Johannesburg - The role of the Black Management Forum (BMF) was to influence government policies, its re-elected president Jimmy Manyi said on Thursday.
Opening the BMF's annual conference in Midrand, he said many from government had been invited to the conference as the present government was "a new administration and the BMF must understand what is happening behind the scenes and what government thinking is today".
Manyi said he was trying to understand why his critics thought his roles as BMF president and director general of the labour department were in conflict.
"A journalist asked me yesterday [Wednesday] what I would do if the department of labour wants this and the BMF wants that. That would be a direct clash.
"Who doesn't have direct clashes?" he asked.
Manyi said the policies of the BMF and of the department of labour were "so aligned," that he did not foresee clashes.
"I can't think of one thing the department of labour wants that the BMF opposes."
Manyi said the department of labour demanded that workers were well looked after, and the BMF was of the same opinion.
"The department of labour also wants health and safety issues to be seen as paramount - and so does the BMF."
Turning to one of the conference's themes, that of aligning schooling with higher education, Manyi said the BMF was "nervous" that so many pupils left school before completing matric.

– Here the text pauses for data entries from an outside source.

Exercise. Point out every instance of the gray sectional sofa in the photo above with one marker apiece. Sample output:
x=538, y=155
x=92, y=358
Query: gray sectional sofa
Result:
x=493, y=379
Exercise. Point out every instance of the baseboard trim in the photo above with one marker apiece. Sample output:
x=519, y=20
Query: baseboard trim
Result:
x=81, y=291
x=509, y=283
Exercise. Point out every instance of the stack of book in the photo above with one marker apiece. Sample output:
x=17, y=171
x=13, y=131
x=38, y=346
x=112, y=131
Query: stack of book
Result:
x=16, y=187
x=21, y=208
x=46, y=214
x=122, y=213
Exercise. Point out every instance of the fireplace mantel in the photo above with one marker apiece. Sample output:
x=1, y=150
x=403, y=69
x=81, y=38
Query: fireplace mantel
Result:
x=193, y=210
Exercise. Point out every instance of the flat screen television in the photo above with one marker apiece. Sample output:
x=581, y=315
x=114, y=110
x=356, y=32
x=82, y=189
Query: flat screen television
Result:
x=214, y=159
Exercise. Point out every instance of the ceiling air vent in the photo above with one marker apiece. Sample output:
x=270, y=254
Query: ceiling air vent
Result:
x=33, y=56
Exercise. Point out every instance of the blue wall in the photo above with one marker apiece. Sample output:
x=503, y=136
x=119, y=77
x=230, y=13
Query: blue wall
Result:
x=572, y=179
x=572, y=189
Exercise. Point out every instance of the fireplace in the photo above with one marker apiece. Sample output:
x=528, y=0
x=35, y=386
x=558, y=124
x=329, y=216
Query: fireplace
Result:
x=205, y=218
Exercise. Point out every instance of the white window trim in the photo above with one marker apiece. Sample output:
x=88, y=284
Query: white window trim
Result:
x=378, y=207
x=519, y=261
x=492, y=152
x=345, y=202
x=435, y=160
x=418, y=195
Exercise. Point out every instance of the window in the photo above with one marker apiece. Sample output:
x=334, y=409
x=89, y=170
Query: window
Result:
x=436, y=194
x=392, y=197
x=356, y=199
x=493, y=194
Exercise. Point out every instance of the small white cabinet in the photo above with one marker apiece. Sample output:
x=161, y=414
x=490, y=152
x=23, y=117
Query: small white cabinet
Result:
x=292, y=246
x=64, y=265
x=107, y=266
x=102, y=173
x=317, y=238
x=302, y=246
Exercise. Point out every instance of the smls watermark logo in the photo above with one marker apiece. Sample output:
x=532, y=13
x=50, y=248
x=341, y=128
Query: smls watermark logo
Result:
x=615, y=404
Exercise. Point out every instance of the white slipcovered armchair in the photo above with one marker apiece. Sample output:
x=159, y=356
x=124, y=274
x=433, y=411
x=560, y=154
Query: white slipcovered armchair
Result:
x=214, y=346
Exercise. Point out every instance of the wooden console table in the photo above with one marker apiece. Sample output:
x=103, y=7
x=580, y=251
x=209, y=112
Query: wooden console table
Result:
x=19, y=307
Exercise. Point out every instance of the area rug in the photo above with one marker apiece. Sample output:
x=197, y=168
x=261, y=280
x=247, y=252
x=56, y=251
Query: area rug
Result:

He said the more time spent at school, the better the chances were of finding a job.
According to Manyi, an important challenge was to align higher education to what South Africa's economy required.
We are nervous about these alignment issues and we are eager to hear what policy makers have to say."
On Wednesday, Manyi was re-elected president of the BMF after another contender for the position, Shell SA's chairperson and vice president of sales and marketing Bonang Mohale, withdrew his nomination.